WHEN seamstress Claudia Jayne first arrived at Nagado Village as a Peace Corps volunteer, her first assumption was that Fijian village women knew how to sew.

This was mainly because of what she had learnt that Fiji had been part of a colonial era and the women had been introduced to the craft by the wives of the early missionaries dating back to the 1830s.

That thought brought a level of eagerness in her and she wanted be involved in the village community and share her love of sewing with other women in the village.

Most of all, Claudia wanted to learn from what the women in the village had supposedly learnt or been taught over the years.

So she came up with the idea of a sewing workshop and it was not a bad idea, as the women of Nagado found out.

Claudia has been sewing since she was five years old.

She taught herself to sew and in the process learnt everything about sewing machines.

Claudia has a business of her own which specialises in beddings.

It is a business she thought any woman who knew how to sew could get into but things were not as they seemed.

At the workshop in Nagado, she found out that the knowledge of sewing had been lost and she concluded that empowering the village women was going to be the first step she needed to take in order to help them.

Having a successful business in the United States made Claudia more determined to get the women to start sewing again.

"I was surprised to hear how little many of them knew about sewing," she said after the first day of the workshop.

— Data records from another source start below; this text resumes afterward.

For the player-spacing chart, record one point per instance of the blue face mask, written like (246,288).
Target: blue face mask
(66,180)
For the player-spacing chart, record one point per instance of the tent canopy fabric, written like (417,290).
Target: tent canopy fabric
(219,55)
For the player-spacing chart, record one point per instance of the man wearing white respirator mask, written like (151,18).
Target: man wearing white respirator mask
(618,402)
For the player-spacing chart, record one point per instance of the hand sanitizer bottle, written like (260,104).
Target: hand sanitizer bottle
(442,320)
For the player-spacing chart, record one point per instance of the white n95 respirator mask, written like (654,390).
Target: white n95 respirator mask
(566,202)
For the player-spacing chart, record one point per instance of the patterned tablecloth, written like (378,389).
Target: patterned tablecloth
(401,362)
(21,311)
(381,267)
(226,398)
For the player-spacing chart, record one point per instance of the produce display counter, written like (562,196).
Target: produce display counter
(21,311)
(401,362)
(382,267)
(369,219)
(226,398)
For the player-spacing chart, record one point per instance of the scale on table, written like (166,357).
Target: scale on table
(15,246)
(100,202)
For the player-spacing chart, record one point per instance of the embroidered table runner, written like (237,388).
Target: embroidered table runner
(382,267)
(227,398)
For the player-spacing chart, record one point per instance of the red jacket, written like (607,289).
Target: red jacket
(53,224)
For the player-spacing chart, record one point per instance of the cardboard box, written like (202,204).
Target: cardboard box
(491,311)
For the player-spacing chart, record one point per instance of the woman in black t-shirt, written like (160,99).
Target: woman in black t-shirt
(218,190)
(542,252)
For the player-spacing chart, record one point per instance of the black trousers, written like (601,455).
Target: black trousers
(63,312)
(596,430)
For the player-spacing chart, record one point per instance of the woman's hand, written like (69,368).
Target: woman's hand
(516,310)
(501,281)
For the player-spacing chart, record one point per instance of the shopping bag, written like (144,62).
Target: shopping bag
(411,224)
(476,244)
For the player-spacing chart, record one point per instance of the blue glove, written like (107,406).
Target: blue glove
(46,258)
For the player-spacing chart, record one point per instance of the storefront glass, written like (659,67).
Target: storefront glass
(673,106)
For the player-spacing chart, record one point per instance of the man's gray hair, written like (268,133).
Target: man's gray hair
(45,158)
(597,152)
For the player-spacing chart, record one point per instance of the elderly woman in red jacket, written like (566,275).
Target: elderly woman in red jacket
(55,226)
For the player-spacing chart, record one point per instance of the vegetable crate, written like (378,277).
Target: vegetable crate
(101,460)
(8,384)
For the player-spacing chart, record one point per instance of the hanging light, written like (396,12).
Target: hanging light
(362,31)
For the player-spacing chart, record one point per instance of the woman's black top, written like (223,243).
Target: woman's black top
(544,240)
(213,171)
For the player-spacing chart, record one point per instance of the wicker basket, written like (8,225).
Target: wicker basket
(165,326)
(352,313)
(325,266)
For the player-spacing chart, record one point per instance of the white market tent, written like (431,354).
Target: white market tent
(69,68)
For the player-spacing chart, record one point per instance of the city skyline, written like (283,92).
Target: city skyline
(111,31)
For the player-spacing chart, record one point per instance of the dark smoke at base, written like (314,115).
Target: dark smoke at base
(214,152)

"I thought when I came here, that everyone would know how to sew. I figured that everyone would know how to sew.

"It is very easy for me to teach sewing so we began with the basics of hand sewing and moved to machine sewing and maintenance, working with paper patterns and pattern making from their old clothes."

Claudia not only managed to empower the women to sew but got hold of a number of rusted Singer sewing machines and repaired them.

"The women had thrown them away because they thought they were broken.

"To them they were broken but we managed to fix 15 sewing machines in two days.

"Twenty women came to the workshop and said they had the Chinese-made treadle sewing machines and were ashamed of bringing their old and rusty sewing machines.

"I told them bring them, I love old machines, especially the Singer sewing machines and before I knew it, I fixed 15 of them and two of them were more than 150 years old.

"We got them going and when I say we, I mean we prayed before and after fixing the machines. We knew that God was helping us because I couldn't do it by myself.

"In the end, all the twenty women were sewing in the village hall. It was incredible and we had tears in our eyes," Claudia said of the changes that came to the tiny village in Ba.

"The turaga ni koro's wife said to me that 20 years ago, they had put the sewing machines away thinking they were broken.

"They did not know that 20 years later, an American woman would come along and fix them and now the whole village is sewing and we can actually sew our own school uniforms.

"Now the women don't have to pay someone else to make the uniforms for them. They can sew them themselves and make money.

"For me it was a satisfying feeling, seeing the women sew again and make a living."

Claudia has never been more satisfied than seeing the women busy sewing every day. Claudia, as a Peace Corps volunteer, hoped to empower Fijian women to be independent and use their skills to earn a living and carry on as how the wives of the early missionaries had wanted of them more than 100 years ago.